I've just joined, because I've been lurking here and reading lots of posts that sound just like me. My mum has had Parkinson's for 16 years and is in a bad way, so the thought of having this myself is especially worrying - hence my being in denial for such a long time!
I'm 41 now, and for many years, (at least 10), I've had strange spasms in my hands and other body parts, although this has very much been off and on. I also have times when my facial expression is very frozen, especially when I'm stressed, (I even remember this happening when I was at school and very nervous. My voice would also stay at one tone, so I was like a robot).
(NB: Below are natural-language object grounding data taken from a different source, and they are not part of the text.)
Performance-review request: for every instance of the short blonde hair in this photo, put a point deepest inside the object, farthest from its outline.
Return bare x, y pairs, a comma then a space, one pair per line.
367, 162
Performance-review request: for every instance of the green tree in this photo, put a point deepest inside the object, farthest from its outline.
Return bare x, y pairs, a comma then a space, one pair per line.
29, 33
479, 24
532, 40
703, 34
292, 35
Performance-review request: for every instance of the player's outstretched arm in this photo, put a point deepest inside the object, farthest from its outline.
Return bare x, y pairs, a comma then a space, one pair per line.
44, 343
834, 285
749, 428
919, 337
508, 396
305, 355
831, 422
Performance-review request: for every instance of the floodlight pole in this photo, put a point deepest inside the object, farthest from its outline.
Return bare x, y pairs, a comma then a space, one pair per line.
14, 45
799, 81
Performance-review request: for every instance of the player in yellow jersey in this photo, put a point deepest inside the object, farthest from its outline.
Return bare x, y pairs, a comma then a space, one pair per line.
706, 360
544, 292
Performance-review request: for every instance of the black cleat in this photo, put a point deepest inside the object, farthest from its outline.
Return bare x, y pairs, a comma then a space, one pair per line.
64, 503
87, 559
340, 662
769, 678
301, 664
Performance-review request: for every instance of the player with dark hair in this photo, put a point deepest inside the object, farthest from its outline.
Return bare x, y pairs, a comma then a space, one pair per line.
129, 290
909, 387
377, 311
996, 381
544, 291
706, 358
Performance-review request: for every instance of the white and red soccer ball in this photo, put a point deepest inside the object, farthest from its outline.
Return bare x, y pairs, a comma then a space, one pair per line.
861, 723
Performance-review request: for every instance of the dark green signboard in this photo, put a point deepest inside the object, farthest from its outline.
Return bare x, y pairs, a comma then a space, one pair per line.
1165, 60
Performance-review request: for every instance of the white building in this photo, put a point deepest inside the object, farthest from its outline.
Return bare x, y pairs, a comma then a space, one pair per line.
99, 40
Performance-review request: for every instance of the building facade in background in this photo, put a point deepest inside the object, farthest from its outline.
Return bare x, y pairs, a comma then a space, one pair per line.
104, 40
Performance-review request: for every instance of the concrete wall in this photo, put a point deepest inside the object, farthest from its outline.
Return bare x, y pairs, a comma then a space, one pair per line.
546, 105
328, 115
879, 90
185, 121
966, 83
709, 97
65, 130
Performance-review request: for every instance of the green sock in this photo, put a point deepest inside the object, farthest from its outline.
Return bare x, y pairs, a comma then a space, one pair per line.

People have told me before that I don't move my mouth much when I speak. And my daughter can't tell sometimes when I'm happy or when I'm angry. I've also had internal tremors when nervous for several years. And it's all been very on and off, so when doctors have put it down to stress I've thought that they might have a point.
Life has been very stressful for many years as I've been responsible for my mum's health and well-being, and that's meant that I had to give up my job, and haven't had so much time to spend with my family. This has coincided with my getting strange pains in my head and my body, a much more constant internal tremor on the right side of my body, and the (left) side of my neck, pressure and pulling feelings in my head and now visible tremors that happen several times each day in my left thumb and eyelid.
All this is further muddled by the fact that I have Ehlers Danlos Syndrome, (hypermobility type). My tremors are in my loosest joints, so I often ask myself whether joint laxity could be the cause. (Although I think this is probably wishful thinking on my part! Because I know that a lot of my symptoms are also ones that my mum's had).
I've been to see the GP recently and she says that these can all be symptoms of anxiety. (They've said this each time I've been). She was reluctant to refer to me to a neurologist, but said that she can if I want her to. She said I should try to reduce the stress in my life and see what happens. That seems to be an impossible thing at the moment, so I may go back for a referral.
So that's where I am at the moment. My thoughts are: would there be any benefit to diagnosis at this stage? I can cope with my symptoms as they are now. I feel like I've had lots of them for a long time. And I'm nervous to go on medication, as I feel that the side-effects have not been good at all for my mum. (Genetically we seem to be very similar...) Although obviously the tablets also helped her function for a long time. If I knew for sure that I have Pd, would I become even more anxious and lose hope? Would life be better or worse with a diagnosis?
I know most of these questions are impossible to answer!! Just my thoughts. Sorry this post is so long.